By Paul Vieira, Financial Post
OTTAWA — The recession is at an end, the Bank of Canada suggested Thursday, as improved credit markets and higher levels of consumer confidence are expected to generate positive growth this quarter.
The prediction, contained in the central bank’s quarterly monetary policy report, envisages economic growth of 1.3 per cent for the current quarter, ending Sept. 30, followed by a healthy three per cent gain for the final three months of 2009.
As a result of the bank’s outlook, the recession — the deepest since the Second World War — will have lasted three quarters. In its previous forecast in April, the Bank of Canada anticipated the economy shrinking one per cent in the current three-month period before growth returning in the fourth quarter.
“This somewhat more favourable short-term outlook reflects a more modest retrenchment in household and business spending, as negative effects on confidence dissipate, financial markets improve, and the terms of trade increase more quickly than previously anticipated,” the central bank said.
Meanwhile, the central bank also raised the spectre that inflation — which drives movement in its key policy rate — could move up quicker than anticipated if the recovery proves even stronger than expected.
Earlier this week, in its fixed-date rate announcement, the central bank had revised upward its forecast, saying the economy would contract this year less than expected, by 2.3 per cent, and grow three per cent in 2010, which is above the Bay Street consensus and double the anticipated growth of the United States, Canada’s biggest trading partner. The monetary policy report added details as to when growth is to begin and from what sectors of the economy.
Driving growth will be sharper improvements in consumer spending and housing sales for this year, compared to previous expectations. This can be attributed to consumers who believe the worst has subsided and are willing to spend — including the purchase of real estate — in order to take advantage of record-low borrowing costs.
Further, the central bank said conditions in the financial market have improved to a level above the 10-year norm, based on a gauge it uses.
“Overall, low borrowing costs for households and falling borrowing costs for businesses should help to revive interest-sensitive spending and support the economic recovery,” it said.
Despite the upward revisions, however, the central bank suggested household spending is expected to remain “cautious” for the remainder of this year and next in light of weak labour markets and equity portfolio losses. The savings rate, meanwhile, is expected to remain “elevated” for the next several years.

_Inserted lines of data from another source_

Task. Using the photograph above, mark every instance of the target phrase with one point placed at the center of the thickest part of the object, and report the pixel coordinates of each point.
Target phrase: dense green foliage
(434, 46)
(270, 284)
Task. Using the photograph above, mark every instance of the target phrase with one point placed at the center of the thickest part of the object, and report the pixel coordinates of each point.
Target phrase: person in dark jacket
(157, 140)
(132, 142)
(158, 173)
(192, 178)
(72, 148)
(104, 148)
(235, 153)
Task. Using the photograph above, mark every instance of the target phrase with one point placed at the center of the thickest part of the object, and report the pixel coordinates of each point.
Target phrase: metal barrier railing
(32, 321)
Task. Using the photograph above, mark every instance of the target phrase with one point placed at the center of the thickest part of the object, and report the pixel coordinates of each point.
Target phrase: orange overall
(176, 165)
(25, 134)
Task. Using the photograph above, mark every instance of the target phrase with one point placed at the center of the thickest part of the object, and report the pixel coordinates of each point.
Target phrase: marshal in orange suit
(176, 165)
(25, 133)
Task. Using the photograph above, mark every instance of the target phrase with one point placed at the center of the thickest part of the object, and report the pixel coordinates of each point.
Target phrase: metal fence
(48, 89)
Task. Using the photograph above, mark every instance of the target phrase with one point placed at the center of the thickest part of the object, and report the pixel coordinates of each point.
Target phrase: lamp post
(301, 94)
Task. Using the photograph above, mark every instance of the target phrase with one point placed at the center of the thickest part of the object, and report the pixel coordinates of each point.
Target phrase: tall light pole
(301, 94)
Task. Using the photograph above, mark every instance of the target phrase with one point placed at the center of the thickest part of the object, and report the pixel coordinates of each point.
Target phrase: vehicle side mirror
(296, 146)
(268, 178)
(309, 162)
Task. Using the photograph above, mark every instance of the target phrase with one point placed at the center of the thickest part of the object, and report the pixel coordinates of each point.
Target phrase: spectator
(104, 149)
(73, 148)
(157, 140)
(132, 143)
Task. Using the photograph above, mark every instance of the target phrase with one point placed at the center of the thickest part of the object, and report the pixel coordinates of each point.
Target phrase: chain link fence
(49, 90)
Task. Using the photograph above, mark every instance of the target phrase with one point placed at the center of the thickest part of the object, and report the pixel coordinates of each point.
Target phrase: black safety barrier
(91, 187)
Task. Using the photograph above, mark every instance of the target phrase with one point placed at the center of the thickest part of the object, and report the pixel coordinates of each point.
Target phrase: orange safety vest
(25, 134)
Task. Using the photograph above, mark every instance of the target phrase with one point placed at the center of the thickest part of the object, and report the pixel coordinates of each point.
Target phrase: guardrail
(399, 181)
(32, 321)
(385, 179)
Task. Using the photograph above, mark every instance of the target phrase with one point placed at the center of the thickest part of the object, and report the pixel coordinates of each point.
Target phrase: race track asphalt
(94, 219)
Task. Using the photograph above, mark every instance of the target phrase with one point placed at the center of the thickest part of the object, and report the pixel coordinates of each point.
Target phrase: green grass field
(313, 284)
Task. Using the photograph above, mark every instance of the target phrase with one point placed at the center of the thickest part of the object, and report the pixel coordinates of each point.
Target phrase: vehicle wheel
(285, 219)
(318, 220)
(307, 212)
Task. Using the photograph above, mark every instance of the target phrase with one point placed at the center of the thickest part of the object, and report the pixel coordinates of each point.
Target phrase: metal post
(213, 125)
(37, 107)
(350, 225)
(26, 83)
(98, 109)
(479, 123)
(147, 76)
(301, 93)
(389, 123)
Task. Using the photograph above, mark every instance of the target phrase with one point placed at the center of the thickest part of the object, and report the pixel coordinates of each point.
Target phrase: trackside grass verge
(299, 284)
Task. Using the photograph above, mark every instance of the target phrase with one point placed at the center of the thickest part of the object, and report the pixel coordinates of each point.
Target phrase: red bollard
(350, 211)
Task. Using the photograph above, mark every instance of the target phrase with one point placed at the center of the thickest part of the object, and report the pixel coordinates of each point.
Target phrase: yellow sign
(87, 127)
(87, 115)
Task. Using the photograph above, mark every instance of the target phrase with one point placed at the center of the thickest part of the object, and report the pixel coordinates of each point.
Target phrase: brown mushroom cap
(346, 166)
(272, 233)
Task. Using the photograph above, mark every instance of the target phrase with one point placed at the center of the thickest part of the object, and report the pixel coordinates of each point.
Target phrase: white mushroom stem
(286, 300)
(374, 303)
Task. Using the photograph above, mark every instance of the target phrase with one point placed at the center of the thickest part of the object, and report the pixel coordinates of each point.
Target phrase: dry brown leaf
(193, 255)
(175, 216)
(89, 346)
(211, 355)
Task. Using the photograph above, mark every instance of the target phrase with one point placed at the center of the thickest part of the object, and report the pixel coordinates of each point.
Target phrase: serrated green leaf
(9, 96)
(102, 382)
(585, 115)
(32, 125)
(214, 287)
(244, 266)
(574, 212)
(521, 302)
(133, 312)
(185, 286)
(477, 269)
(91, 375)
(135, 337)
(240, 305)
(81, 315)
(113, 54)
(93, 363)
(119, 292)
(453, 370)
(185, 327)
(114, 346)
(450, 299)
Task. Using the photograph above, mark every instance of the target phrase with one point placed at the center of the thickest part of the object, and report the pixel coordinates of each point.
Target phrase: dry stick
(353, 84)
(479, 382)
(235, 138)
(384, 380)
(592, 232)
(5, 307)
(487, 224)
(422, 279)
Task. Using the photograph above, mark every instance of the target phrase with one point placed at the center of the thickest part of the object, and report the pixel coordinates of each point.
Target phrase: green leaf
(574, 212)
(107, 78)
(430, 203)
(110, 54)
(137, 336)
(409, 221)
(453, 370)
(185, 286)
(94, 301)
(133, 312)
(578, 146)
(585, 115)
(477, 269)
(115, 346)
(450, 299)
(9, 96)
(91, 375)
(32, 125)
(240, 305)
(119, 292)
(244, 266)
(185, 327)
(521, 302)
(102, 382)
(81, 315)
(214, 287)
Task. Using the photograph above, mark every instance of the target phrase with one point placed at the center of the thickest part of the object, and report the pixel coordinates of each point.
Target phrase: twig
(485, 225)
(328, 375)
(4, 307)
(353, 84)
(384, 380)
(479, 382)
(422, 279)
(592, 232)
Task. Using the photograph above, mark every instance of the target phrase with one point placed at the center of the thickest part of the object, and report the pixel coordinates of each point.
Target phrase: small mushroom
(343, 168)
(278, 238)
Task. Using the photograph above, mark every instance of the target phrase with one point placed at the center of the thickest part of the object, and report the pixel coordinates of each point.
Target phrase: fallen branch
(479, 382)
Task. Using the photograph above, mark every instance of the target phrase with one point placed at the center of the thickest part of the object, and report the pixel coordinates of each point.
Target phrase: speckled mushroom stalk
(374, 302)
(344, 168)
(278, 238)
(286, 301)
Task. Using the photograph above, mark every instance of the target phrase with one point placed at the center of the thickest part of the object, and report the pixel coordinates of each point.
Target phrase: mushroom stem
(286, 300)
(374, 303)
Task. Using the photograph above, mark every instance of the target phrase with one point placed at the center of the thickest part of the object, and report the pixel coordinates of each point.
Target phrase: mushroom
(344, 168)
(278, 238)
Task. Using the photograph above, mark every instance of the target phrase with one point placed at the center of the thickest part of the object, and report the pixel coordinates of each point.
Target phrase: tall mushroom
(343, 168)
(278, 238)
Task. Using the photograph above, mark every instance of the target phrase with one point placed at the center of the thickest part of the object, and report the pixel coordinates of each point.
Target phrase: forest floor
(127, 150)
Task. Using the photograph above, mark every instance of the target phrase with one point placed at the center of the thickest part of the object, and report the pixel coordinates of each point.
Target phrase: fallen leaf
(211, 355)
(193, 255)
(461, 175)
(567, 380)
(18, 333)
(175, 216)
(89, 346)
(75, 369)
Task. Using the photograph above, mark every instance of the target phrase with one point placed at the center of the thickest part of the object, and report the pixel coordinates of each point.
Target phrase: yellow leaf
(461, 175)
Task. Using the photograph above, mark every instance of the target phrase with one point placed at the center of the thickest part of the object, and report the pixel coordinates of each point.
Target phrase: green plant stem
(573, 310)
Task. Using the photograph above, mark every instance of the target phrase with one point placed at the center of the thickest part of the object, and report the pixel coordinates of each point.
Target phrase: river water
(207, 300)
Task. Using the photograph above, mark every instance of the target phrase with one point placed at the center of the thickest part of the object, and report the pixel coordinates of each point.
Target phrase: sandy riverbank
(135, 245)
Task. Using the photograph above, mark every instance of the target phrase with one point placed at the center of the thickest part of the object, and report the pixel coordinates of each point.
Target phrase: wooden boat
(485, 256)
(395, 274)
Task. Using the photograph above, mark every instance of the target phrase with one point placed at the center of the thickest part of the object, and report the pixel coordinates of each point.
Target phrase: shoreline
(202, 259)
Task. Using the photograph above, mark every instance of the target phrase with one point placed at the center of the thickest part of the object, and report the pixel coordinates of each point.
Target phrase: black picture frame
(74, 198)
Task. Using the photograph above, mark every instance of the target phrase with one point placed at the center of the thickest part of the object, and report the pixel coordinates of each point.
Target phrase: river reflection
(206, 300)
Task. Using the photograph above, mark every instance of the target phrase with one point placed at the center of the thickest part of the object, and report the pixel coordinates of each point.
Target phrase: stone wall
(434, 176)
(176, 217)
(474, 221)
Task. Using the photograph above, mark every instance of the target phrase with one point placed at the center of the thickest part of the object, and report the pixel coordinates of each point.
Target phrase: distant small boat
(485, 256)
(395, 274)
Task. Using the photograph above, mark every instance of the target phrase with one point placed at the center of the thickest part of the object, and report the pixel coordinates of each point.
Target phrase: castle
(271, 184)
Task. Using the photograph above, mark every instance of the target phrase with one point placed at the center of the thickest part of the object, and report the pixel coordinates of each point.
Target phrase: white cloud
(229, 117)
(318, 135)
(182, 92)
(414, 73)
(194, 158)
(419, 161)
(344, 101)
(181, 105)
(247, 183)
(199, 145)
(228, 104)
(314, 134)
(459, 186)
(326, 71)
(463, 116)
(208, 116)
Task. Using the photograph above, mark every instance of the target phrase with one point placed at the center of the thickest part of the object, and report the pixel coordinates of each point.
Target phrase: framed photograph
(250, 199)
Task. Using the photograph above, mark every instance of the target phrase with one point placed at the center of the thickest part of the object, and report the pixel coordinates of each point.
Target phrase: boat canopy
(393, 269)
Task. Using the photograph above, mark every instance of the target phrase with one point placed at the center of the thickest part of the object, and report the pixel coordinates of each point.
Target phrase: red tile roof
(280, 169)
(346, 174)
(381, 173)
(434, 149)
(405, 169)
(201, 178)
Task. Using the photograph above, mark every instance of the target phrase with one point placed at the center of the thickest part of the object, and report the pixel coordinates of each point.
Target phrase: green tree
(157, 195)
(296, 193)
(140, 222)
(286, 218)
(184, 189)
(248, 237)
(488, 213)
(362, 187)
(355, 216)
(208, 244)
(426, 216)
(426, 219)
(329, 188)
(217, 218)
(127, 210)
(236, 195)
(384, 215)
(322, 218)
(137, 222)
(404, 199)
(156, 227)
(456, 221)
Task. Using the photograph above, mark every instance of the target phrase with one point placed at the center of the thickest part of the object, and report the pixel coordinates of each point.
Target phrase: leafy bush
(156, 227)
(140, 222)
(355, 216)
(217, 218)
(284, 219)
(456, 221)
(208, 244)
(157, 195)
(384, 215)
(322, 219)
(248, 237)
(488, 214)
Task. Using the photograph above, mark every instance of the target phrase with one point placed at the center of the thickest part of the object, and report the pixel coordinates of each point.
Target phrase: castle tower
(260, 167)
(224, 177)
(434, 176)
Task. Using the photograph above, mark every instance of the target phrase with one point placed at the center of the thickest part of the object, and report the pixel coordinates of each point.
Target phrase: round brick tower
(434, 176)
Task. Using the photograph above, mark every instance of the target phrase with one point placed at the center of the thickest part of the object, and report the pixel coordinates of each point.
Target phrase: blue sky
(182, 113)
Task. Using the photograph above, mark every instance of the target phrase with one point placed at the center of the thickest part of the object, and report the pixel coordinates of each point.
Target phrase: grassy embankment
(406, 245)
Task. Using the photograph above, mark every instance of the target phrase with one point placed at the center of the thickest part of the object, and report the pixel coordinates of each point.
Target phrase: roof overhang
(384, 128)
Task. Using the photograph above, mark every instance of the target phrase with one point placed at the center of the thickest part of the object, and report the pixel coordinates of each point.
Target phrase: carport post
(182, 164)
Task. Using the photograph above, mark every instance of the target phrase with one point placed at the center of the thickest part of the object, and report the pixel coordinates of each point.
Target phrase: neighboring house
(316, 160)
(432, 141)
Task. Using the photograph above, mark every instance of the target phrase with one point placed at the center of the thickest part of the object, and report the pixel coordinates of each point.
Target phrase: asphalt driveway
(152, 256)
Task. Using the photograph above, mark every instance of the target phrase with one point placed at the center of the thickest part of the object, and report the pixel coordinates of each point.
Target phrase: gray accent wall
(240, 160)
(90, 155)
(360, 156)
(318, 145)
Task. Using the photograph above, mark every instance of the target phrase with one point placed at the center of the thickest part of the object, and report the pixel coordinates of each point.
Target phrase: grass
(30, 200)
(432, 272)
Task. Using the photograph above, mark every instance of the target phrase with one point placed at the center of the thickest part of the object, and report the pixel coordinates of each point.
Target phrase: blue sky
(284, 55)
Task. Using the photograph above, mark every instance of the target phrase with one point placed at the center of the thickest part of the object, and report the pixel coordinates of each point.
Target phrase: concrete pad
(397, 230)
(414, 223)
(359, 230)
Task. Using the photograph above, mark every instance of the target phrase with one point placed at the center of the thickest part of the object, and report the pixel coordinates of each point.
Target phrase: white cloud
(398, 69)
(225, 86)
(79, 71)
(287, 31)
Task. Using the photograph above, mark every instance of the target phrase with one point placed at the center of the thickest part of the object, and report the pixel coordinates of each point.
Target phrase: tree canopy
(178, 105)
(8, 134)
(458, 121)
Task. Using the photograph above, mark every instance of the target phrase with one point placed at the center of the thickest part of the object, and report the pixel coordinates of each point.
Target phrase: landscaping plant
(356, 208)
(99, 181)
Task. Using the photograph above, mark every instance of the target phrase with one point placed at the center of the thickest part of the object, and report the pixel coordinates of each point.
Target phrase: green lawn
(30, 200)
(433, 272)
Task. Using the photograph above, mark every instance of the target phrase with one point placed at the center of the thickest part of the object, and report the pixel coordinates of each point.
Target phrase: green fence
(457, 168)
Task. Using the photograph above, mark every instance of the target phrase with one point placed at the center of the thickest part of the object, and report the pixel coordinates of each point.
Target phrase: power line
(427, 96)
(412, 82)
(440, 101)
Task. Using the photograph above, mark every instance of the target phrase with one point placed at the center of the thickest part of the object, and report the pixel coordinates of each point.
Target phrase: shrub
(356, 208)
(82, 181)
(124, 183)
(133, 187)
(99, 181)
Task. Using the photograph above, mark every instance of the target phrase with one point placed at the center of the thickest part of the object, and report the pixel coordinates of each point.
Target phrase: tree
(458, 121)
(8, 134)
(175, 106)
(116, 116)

Meanwhile, the central bank acknowledged inflation — which drives where it sets interest rates — has come in higher than envisaged, as wages continued to increase despite weak productivity and excess supply “substantially” growing in the second quarter.
“(This) may also point to a sluggish response of inflation to excess supply,” the outlook said. “Nonetheless, the substantial excess supply in the economy is expected to result in lower core inflation over the next few quarters.”
The central bank said core inflation, which strips out volatile items such as energy, is set to drop from its current 1.9 per cent level to a low of 1.4 per cent in the fourth quarter, and return to its preferred two per cent target in the second quarter of 2011 (which is one quarter earlier than it forecast in April).
The central bank sets its key policy rate with the goal to achieve two per cent inflation. The key policy-lending rate is at 0.25 per cent, or as low as possible, in an effort to move inflation toward that two per cent target. The central bank has repeatedly pledged to keep the benchmark rate at that level until mid-2010.
In detailing risks to its outlook, the central bank noted there is a “possibility” that inflation could head higher because the economic recovery “will be stronger and more sustained” than what it anticipates.
“Measures of near-term inflation expectations have risen somewhat from very low levels in recent months, reflecting increases in commodity prices as well as improved market sentiment and consumer confidence.”
Still, it judged that the overall risks to its inflation projection remain tilted “slightly” to the downside. This is in part due to its finding that the economy operated about 3.5% below its potential in the second quarter. In addition, it added, companies face pressure to further reduce inventories in response to “exceptionally” high stock-to-sales ratios.